Member of the Washington State Senate from the 37th district
- Incumbent
- Assumed office December 12, 2016
- Preceded by: Pramila Jayapal

Personal details
- Born: Rebecca Jae Saldaña April 1, 1977 (age 49) Seattle, Washington, U.S.
- Party: Democratic
- Children: 2
- Education: Seattle University (BA)
- Website: Official

= Rebecca Saldaña =

American politician (born 1977)

Rebecca Jae Saldaña (born April 1, 1977) is an American politician serving as a member of the Washington State Senate from the 37th district, representing parts of Seattle and Renton, Washington. She was appointed by the King County Council to the office to replace Pramila Jayapal after she was elected to the United States House of Representatives.

On December 8, 2025, she announced her candidacy for King County Council District 2 in the 2026 special election.

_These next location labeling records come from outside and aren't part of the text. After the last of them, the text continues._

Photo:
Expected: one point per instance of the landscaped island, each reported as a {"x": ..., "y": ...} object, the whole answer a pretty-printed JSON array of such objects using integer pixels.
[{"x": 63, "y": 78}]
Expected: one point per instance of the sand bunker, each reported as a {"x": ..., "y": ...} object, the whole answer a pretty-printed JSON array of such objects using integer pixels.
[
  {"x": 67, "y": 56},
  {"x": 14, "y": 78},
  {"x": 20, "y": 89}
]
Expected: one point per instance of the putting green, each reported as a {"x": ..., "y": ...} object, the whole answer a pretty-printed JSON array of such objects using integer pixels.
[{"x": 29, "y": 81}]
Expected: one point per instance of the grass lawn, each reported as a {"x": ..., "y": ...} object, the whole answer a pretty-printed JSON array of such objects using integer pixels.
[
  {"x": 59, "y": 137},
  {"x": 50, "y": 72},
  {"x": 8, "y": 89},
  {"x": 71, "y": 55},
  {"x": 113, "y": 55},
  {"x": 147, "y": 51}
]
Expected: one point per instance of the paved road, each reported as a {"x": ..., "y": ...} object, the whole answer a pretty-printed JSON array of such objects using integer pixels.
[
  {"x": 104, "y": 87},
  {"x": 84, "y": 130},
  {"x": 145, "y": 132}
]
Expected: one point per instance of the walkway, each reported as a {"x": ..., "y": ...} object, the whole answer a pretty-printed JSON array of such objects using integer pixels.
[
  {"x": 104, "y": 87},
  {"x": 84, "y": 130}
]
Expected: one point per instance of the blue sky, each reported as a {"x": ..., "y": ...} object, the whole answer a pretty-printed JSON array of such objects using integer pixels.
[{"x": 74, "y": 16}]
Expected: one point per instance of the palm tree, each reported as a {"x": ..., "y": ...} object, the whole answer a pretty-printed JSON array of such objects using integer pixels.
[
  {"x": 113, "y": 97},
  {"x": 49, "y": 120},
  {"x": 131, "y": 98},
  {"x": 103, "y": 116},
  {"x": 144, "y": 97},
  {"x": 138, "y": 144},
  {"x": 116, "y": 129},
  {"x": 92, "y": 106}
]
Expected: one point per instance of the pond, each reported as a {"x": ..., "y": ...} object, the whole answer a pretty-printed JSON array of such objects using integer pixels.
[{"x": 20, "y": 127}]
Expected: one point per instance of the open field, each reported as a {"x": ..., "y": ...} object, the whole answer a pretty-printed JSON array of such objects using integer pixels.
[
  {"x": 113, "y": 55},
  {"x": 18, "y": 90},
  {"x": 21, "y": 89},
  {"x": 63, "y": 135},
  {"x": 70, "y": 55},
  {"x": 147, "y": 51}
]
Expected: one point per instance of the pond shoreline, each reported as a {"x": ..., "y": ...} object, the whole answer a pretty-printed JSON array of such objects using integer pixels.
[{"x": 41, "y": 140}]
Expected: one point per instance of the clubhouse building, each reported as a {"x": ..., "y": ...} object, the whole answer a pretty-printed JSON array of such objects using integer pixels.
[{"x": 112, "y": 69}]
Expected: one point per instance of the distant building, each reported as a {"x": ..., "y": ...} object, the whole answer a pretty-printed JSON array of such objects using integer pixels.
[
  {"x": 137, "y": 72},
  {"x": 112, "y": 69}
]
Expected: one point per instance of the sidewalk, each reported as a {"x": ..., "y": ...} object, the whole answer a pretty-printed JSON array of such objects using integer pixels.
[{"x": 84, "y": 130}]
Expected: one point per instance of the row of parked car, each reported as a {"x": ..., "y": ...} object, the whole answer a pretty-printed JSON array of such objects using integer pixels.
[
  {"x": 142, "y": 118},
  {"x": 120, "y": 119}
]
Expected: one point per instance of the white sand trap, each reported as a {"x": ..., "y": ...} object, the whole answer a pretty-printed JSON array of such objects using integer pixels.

== Early life and education ==
Saldaña was born in Seattle and raised in the Delridge neighborhood. She attended and graduated from John F. Kennedy Catholic High School in Burien. She then earned a Bachelor of Arts degree in theology and humanities from Seattle University.

== Career ==
After graduating from college, Saldaña began her career as an organizer with Oregon's farmworkers union, PCUN. She served as a Union Organizer with Service Employees International Union Local 6 in Seattle and as the community liaison for U.S. Representative Jim McDermott. At the time of her appointment, Saldaña was the executive director of Puget Sound Sage, a progressive advocacy group. Saldaña gave her first speech from the Senate floor on January 16, 2017, in honor of Martin Luther King Jr.

Saldaña currently serves on the boards of Rainier Beach Action Coalition, Alliance of Clean Jobs and Energy, The Fair Work Center, and the Washington Environmental Council. She is a former board member of the Latino Community Fund of Washington.

As of April 2021, Saldaña is the vice chair of the Senate Transportation Committee. In April 2021, Saldaña answered a question and was seen on video in a transportation hearing while driving her vehicle. She later apologized.